|Publication number||US4847625 A|
|Application number||US 07/156,259|
|Publication date||Jul 11, 1989|
|Filing date||Feb 16, 1988|
|Priority date||Feb 16, 1988|
|Publication number||07156259, 156259, US 4847625 A, US 4847625A, US-A-4847625, US4847625 A, US4847625A|
|Inventors||Fred J. Dietrich, Chich-Hsing A. Tsao, Yeongming Hwang, Francis J. Kilburg|
|Original Assignee||Ford Aerospace Corporation|
|Export Citation||BiBTeX, EndNote, RefMan|
|Patent Citations (9), Non-Patent Citations (9), Referenced by (41), Classifications (5), Legal Events (8)|
|External Links: USPTO, USPTO Assignment, Espacenet|
The present invention relates to microstrip antenna structures and more specifically to a microstrip antenna having wide bandwidth characteristics (greater than about 20% with a VSWR of 2:1 or less) and which employs slot, i.e., aperture coupling.
The use of microstrip techniques to construct microwave antennas has recently emerged as a consequence of the need for increased miniaturization, decreased cost and improved reliability. One primary application of high interest is in the construction of large phased array systems.
However, microstrip antennas have heretofore suffered from relatively narrow operational bandwidth, which limits tunability of the devices. It is desirable to have an antenna having at least as great a bandwidth as the feed system. And it is in general desirable to have devices with as wide a bandwidth as possible for various wideband applications.
The following references were uncovered in relation to the subject invention:
Pozar, D.M., "Microstrip Antenna Aperture-Coupled to a Microstripline," Electronics Letters, Vol. 21, pp. 49-50, January 1985, describes an aperture coupling technique for feeding a microstrip antenna. While the basic aperture feed technique appears similar to that of the subject invention, there is no suggestion of how to achieve a wide continuous bandwidth.
Yee, U.S. Pat. No. 4,329,689 describes a microstrip antenna structure having stacked microstrip elements. However, a second type of coupling is employed. The coupling is a direct, mechanical connection. A central conductor extends from the ground plane directly to the uppermost conducting plane which serves as a radiator. Because there is a central conductor extending through the multiple layers, the center conductor presents an inductance which contributes to detuning effects, an undesirable characteristic. Physical connection such as soldering is required to secure the feed electrically to the conducting plane. Couplings which rely on physical connection are subject to undesired mechanical failure. No provision is shown or suggested for continuous wideband operation.
Fassett et al., U.S. Pat. No. 4,554,549 describes a microstrip antenna with a third type of feed. therein a feedline and a radiating element, a ring, are on the same side of a ground plane. As a consequence, there is a possibility that undesired or stray radiation patterns may be generated from the feedline.
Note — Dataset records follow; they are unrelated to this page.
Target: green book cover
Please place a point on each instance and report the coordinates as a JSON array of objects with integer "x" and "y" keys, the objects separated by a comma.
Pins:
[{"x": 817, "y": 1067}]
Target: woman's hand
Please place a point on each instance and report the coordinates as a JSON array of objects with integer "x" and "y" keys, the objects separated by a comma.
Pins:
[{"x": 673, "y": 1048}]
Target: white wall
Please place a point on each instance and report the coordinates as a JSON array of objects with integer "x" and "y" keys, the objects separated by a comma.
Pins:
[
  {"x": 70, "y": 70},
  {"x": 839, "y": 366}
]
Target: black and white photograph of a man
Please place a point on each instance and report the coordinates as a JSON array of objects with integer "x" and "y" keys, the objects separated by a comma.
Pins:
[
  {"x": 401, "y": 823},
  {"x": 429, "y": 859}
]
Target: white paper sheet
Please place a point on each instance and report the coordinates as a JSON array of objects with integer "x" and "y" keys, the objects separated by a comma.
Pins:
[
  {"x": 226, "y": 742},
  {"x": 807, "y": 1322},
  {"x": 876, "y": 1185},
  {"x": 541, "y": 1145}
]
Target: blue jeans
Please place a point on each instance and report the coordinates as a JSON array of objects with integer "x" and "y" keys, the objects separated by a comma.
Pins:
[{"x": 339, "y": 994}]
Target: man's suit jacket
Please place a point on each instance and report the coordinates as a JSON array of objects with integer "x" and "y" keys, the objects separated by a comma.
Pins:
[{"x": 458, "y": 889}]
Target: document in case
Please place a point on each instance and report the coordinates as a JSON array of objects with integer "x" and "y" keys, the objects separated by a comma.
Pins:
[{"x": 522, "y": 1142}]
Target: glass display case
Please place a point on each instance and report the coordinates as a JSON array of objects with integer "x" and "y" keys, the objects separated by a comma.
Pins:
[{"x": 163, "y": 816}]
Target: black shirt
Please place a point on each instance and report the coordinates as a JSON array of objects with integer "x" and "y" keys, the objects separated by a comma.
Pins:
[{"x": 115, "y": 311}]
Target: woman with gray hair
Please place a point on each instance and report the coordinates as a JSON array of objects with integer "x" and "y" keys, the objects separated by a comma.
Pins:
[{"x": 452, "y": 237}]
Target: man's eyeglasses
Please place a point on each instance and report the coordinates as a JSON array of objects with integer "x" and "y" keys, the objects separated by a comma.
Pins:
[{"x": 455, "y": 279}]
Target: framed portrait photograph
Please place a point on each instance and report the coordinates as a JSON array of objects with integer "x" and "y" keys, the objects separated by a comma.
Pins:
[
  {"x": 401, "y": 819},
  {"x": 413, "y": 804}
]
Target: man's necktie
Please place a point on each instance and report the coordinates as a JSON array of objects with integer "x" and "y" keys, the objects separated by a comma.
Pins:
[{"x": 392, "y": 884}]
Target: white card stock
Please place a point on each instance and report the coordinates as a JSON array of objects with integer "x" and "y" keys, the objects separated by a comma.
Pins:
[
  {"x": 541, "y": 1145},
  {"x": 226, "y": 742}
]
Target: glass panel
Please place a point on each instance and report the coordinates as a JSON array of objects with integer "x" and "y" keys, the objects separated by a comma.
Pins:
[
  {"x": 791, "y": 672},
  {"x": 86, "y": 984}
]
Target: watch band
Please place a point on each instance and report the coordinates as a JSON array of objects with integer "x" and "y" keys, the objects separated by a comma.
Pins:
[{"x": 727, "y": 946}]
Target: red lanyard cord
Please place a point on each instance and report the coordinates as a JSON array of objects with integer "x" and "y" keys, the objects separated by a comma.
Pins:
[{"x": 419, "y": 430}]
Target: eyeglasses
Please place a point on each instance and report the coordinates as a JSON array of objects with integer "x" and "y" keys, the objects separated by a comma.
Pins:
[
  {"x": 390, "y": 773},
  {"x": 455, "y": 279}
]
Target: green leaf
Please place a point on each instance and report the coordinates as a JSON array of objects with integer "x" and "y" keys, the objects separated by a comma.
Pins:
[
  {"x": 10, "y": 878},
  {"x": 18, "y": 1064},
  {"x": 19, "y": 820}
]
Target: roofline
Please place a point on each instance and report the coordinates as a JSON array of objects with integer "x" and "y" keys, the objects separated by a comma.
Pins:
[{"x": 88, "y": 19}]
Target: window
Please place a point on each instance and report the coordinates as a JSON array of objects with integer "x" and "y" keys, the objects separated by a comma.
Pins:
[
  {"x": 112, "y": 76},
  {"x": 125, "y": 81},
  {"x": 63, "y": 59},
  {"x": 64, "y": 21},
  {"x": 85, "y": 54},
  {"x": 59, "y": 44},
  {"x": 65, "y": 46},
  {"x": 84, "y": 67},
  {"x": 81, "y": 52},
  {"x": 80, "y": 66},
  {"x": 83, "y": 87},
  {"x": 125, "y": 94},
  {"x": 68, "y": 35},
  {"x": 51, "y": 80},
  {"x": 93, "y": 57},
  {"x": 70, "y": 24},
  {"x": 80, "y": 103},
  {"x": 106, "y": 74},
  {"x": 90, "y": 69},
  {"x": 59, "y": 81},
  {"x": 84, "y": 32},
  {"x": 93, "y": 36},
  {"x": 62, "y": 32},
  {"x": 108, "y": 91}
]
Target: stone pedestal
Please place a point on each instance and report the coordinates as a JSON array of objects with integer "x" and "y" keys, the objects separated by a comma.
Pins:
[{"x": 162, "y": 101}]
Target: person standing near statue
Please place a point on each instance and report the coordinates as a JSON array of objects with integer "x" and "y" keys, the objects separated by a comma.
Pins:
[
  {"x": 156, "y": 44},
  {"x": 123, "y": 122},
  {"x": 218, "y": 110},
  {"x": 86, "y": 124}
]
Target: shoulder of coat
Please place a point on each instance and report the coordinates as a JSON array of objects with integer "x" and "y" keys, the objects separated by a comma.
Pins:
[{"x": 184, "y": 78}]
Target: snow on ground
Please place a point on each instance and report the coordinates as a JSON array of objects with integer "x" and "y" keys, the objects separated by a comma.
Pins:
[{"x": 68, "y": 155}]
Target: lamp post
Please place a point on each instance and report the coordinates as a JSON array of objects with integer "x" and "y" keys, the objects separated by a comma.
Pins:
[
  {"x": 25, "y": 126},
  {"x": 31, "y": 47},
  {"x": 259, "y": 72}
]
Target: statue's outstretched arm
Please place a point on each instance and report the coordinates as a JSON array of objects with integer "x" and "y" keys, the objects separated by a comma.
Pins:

Black, U.S. Pat. No. 4,170,013 describes an antenna with a stripline feed, rather than a microstrip feed. The stripline is sandwiched between two ground planes and directly connected to a radiating patch. The radiating patch in turn radiates through an aperture. The aperture must be larger than the radiating patch. The device is basically a stripline structure.
Bhartia, U.S. Pat. No. 4,529,987 describes a microstrip antenna having a bandwidth broadening feature in the form of a pair of varactor diodes. Physical connection of the diodes is required to electrically couple between the radiator and the ground plane.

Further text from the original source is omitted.